Pakistan vote campaign halts over Imran Khan injury

By Waqar Hussain (AFP) 

images-23LAHORE, Pakistan — Pakistan’s main parties on Wednesday suspended campaigning for weekend polls in honour of politician Imran Khan, who was in hospital with head and back injuries after falling at an election rally.

Television footage showed the retired cricket star and head of the Pakistan Movement for Justice party (PTI) flat on his back in a hospital bed, wearing a neck brace, looking pale and groggy after his fall in the city of Lahore.

Doctors have advised one week’s rest, throwing the rest of his campaign for Saturday’s election into jeopardy, but say his injuries are not life-threatening.

A televised statement that Khan gave from his bed overnight, urging people to vote for his party, has since been re-released as a “paid content” advertisement for his PTI party, seeking to tap into a sympathy vote.

“I did whatever I could for this country. Now remember 11th May, come out and vote for PTI without considering its candidates, just vote for PTI,” the 60-year-old said in a weak voice.

Hospital spokesman Khawaja Nazir told AFP that Khan had one main head injury, two “fractures” to his back and a small injury to his shoulder.
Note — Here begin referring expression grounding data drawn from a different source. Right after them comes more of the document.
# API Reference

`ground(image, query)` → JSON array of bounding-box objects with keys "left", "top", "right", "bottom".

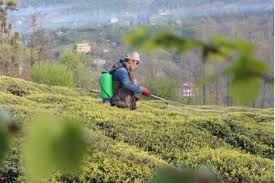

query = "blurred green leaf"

[
  {"left": 0, "top": 120, "right": 9, "bottom": 165},
  {"left": 152, "top": 166, "right": 216, "bottom": 183},
  {"left": 0, "top": 110, "right": 14, "bottom": 165},
  {"left": 23, "top": 114, "right": 86, "bottom": 182},
  {"left": 230, "top": 78, "right": 261, "bottom": 104}
]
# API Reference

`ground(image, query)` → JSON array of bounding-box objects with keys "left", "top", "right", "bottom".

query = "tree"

[{"left": 57, "top": 51, "right": 92, "bottom": 89}]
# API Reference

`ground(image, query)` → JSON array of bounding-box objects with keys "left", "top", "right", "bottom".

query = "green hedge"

[{"left": 0, "top": 77, "right": 274, "bottom": 182}]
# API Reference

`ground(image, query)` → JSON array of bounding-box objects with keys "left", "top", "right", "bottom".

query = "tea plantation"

[{"left": 0, "top": 76, "right": 274, "bottom": 182}]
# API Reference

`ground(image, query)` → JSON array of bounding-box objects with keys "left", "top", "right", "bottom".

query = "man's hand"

[{"left": 142, "top": 87, "right": 152, "bottom": 97}]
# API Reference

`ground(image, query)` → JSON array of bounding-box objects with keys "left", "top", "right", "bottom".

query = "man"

[{"left": 110, "top": 52, "right": 151, "bottom": 110}]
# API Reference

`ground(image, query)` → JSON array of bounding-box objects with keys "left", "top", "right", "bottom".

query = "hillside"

[{"left": 0, "top": 76, "right": 274, "bottom": 182}]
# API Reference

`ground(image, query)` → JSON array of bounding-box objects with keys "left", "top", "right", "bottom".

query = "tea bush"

[
  {"left": 30, "top": 62, "right": 75, "bottom": 87},
  {"left": 0, "top": 76, "right": 274, "bottom": 182}
]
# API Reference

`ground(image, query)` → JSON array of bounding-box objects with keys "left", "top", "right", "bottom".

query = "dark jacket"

[{"left": 110, "top": 60, "right": 143, "bottom": 110}]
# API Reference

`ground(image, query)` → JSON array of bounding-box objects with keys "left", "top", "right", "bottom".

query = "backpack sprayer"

[{"left": 99, "top": 71, "right": 168, "bottom": 105}]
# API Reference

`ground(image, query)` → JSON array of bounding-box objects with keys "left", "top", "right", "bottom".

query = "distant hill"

[{"left": 0, "top": 76, "right": 274, "bottom": 182}]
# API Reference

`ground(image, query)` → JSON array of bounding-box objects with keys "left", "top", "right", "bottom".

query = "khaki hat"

[{"left": 125, "top": 52, "right": 141, "bottom": 63}]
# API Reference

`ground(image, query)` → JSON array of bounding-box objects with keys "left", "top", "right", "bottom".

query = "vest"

[{"left": 110, "top": 60, "right": 136, "bottom": 110}]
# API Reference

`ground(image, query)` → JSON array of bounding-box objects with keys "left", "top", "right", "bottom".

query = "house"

[
  {"left": 55, "top": 31, "right": 65, "bottom": 37},
  {"left": 76, "top": 42, "right": 92, "bottom": 53},
  {"left": 181, "top": 82, "right": 195, "bottom": 97}
]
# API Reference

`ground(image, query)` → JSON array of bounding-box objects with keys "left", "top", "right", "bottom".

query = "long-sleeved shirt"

[{"left": 113, "top": 67, "right": 143, "bottom": 93}]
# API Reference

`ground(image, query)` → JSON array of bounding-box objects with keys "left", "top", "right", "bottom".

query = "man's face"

[{"left": 128, "top": 60, "right": 139, "bottom": 71}]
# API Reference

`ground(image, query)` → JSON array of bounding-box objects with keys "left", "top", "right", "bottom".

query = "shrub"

[{"left": 30, "top": 62, "right": 75, "bottom": 87}]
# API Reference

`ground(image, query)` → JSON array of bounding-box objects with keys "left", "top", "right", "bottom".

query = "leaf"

[
  {"left": 230, "top": 78, "right": 261, "bottom": 104},
  {"left": 23, "top": 114, "right": 86, "bottom": 182},
  {"left": 53, "top": 119, "right": 87, "bottom": 172},
  {"left": 0, "top": 121, "right": 9, "bottom": 165}
]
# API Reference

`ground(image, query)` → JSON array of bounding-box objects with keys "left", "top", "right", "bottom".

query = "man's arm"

[{"left": 116, "top": 68, "right": 143, "bottom": 93}]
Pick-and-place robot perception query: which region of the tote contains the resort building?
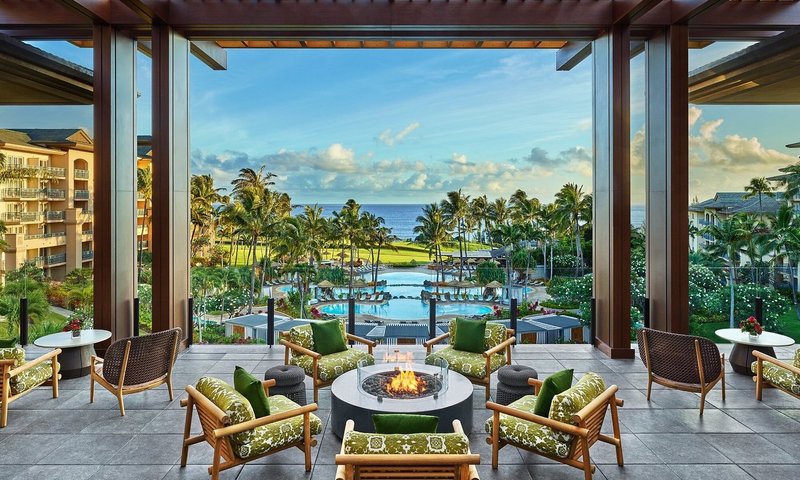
[689,192,783,252]
[0,129,94,280]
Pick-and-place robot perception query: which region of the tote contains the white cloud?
[377,122,419,147]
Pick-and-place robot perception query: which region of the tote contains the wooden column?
[151,24,190,344]
[645,25,689,333]
[93,26,136,351]
[592,25,634,358]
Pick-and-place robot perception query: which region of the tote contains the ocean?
[293,204,645,240]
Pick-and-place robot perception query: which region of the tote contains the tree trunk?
[728,262,734,328]
[247,235,258,314]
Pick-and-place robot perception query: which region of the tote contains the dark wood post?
[645,25,689,333]
[151,23,190,344]
[92,25,136,355]
[592,24,634,358]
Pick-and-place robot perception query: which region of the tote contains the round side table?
[33,328,111,378]
[715,328,794,375]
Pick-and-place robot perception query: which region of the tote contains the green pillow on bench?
[372,413,439,434]
[311,320,347,355]
[533,369,573,417]
[233,367,269,418]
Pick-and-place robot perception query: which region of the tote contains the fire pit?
[331,352,473,438]
[358,352,448,402]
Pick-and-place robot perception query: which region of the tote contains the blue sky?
[0,42,800,203]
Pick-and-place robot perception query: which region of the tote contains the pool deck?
[0,345,800,480]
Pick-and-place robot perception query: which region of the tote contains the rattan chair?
[0,347,61,428]
[486,374,624,480]
[636,328,725,415]
[89,328,181,416]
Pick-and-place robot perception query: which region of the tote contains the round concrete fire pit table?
[33,329,111,378]
[714,328,794,375]
[331,364,472,438]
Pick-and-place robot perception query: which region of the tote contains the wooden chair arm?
[486,402,589,437]
[753,350,800,375]
[347,333,377,347]
[572,385,623,422]
[483,337,517,358]
[8,348,61,377]
[213,403,317,438]
[281,339,322,360]
[422,332,450,349]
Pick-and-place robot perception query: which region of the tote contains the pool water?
[319,298,492,320]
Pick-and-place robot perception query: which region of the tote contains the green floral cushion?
[233,395,322,458]
[550,372,606,442]
[195,377,256,449]
[10,361,61,395]
[750,349,800,395]
[425,344,506,378]
[344,432,469,455]
[289,344,375,382]
[484,395,570,458]
[449,319,506,351]
[289,322,347,357]
[0,347,25,369]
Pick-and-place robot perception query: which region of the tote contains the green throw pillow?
[372,413,439,434]
[233,366,269,418]
[533,369,572,417]
[311,320,347,355]
[453,318,486,353]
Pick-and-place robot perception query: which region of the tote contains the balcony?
[44,210,65,222]
[34,253,67,267]
[41,188,67,200]
[41,167,67,178]
[19,188,41,200]
[25,232,67,248]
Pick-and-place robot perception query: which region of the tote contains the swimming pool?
[319,298,492,320]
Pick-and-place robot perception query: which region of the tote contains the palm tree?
[759,203,800,312]
[703,215,747,328]
[742,177,775,215]
[136,167,153,282]
[555,183,592,273]
[414,203,448,291]
[442,189,469,281]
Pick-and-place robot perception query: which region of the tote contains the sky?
[0,42,800,204]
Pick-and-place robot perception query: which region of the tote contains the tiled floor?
[0,345,800,480]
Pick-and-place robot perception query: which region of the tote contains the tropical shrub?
[708,283,792,331]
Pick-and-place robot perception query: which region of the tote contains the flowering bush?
[739,317,764,335]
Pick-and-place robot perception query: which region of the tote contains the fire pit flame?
[386,368,427,395]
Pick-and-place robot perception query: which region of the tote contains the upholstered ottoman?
[264,365,306,405]
[497,365,539,405]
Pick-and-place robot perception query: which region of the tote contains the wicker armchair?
[336,420,481,480]
[89,328,181,416]
[636,328,725,415]
[424,320,517,400]
[752,348,800,401]
[485,373,624,480]
[281,324,375,402]
[181,377,322,480]
[0,347,61,428]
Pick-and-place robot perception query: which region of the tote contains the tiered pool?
[319,272,527,320]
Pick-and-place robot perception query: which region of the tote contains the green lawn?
[692,310,800,343]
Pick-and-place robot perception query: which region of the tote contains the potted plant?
[739,317,764,340]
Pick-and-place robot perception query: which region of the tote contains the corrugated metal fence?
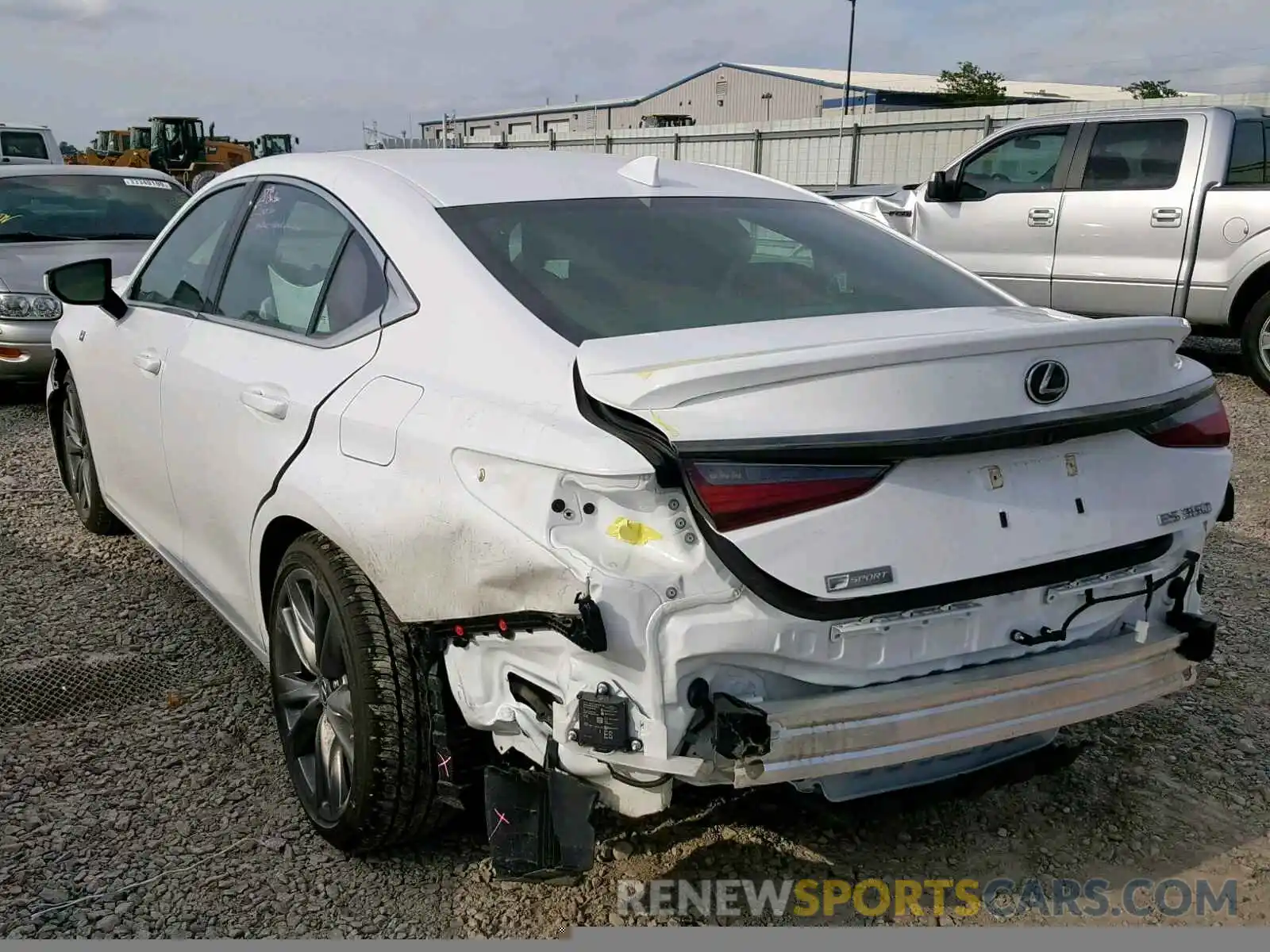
[381,93,1270,190]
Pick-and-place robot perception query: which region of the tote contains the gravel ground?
[0,344,1270,938]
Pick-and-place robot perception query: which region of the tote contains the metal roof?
[424,62,1208,125]
[737,63,1206,102]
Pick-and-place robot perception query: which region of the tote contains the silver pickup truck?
[833,106,1270,392]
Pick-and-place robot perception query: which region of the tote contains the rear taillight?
[687,463,889,532]
[1139,391,1230,449]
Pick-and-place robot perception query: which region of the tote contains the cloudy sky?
[0,0,1270,151]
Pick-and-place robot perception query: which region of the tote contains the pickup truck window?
[1081,119,1186,192]
[1226,119,1270,186]
[961,125,1067,201]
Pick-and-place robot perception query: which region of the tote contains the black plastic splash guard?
[485,766,598,882]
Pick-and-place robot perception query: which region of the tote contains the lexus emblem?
[1024,360,1069,405]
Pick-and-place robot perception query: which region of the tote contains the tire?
[53,370,129,536]
[189,169,220,192]
[1240,292,1270,393]
[269,532,470,853]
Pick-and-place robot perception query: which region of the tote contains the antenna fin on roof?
[618,155,662,188]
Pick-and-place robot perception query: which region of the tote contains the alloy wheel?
[273,569,356,825]
[62,397,93,512]
[1257,320,1270,373]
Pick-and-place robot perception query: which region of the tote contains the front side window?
[1081,119,1186,192]
[214,182,375,336]
[961,125,1068,201]
[0,132,49,160]
[441,197,1011,344]
[1226,119,1270,186]
[0,174,189,241]
[132,186,244,311]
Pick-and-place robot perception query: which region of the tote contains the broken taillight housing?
[686,462,891,532]
[1138,390,1230,449]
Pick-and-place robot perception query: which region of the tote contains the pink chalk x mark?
[489,808,512,839]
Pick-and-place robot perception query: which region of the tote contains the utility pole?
[833,0,856,189]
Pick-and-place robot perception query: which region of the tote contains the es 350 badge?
[1156,503,1213,525]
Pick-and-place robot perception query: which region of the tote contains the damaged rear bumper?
[733,626,1195,787]
[561,622,1215,787]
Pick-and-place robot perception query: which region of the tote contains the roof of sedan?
[230,148,819,205]
[0,163,181,182]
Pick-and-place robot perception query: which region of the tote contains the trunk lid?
[578,307,1230,612]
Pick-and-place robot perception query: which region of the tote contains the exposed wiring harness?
[605,763,673,789]
[1010,552,1199,646]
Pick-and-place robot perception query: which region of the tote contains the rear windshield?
[441,197,1010,344]
[0,174,189,243]
[0,132,48,159]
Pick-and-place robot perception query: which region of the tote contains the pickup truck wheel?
[1242,294,1270,393]
[268,532,466,853]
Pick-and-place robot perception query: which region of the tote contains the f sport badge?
[824,565,895,594]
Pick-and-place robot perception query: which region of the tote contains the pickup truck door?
[913,122,1081,307]
[1053,114,1205,316]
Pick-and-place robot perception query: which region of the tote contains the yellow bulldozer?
[66,129,129,165]
[137,116,256,192]
[254,132,300,159]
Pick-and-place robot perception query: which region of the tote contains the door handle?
[239,387,290,420]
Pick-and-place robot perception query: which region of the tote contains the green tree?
[940,62,1006,106]
[1120,80,1181,99]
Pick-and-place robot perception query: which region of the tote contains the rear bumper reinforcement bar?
[733,622,1195,787]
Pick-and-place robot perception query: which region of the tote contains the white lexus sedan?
[40,150,1234,877]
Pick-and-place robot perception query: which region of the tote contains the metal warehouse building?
[421,62,1178,142]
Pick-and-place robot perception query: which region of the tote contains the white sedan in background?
[47,150,1233,876]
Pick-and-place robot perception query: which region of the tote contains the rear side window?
[1081,119,1186,192]
[1226,119,1270,186]
[216,182,353,334]
[0,132,48,160]
[441,197,1011,344]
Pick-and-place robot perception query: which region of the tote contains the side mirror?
[44,258,129,320]
[926,170,957,202]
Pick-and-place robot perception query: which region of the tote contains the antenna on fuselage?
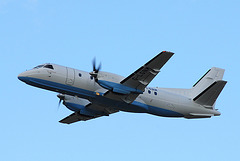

“There is nothing serious to his injuries. He is in a private room, he is not in the ICU (intensive care unit). He has been shifted from the ICU to a private room,” Nazir told AFP.

Doctors are expected to provide a further update on his condition at 0900 GMT, but Nazir said that he has been “initially advised one week rest”.

Shafqat Mehmood, a spokesman for Khan’s PTI party, acknowledged that the injuries could stop Khan appearing at any further election rallies.

“It is clear that general campaign will continue, but Imran Khan may not appear in the rallies now, we will have to see the doctors’ advice,” he said.

Mehmood told AFP that other men who fell from the lift with Khan were “fine” and were back home with their families with only minor injuries.

Khan, who won only one seat in 2002 and boycotted polls in 2008, has led an electric campaign, galvanising the middle class and young people in what he has called a “tsunami” of support that will propel him into office.

Saturday’s vote will mark a democratic milestone in a country ruled for half its history by the military, as the first time a civilian government has served a full term and handed over to another through the ballot box.

Khan’s main rival, former prime minister Nawaz Sharif, who is tipped to win the election, called off campaigning on Wednesday and conveyed his sympathies.

“Nawaz Sharif decided to suspend all his election campaign-related engagements scheduled for today,” PML-N spokesman Siddiqul Farooq told AFP.

“Sharif had plans to address several rallies in Punjab but they have been cancelled now. We have not given any advertisements against PTI, we are running a positive campaign,” he added.

The Muttahida Qaumi Movement (MQM), which controls Pakistan’s biggest city of Karachi, also announced on Twitter its leader Altaf Hussain, who is in self-exile in London, would not address supporters by telephone due to Khan’s condition.

Khan’s fall was the latest dramatic twist to an election campaign that has been overshadowed by a series of attacks on politicians and political parties which have killed 111 people since mid-April, according to an AFP tally.

The Pakistani Taliban have condemned the polls as un-Islamic and directly threatened the outgoing ruling party, the secular Pakistan People’s Party (PPP), and its main coalition partners, the MQM and the Awami National Party.

On Wednesday, a suicide bomber killed two people and wounded 23 others outside a police station in the northwestern district of Bannu, police said.

A female civilian and a policeman were killed when the suicide car bomber crashed into a barrier outside the station, local police chief Abdul Ghafoor Afridi told AFP.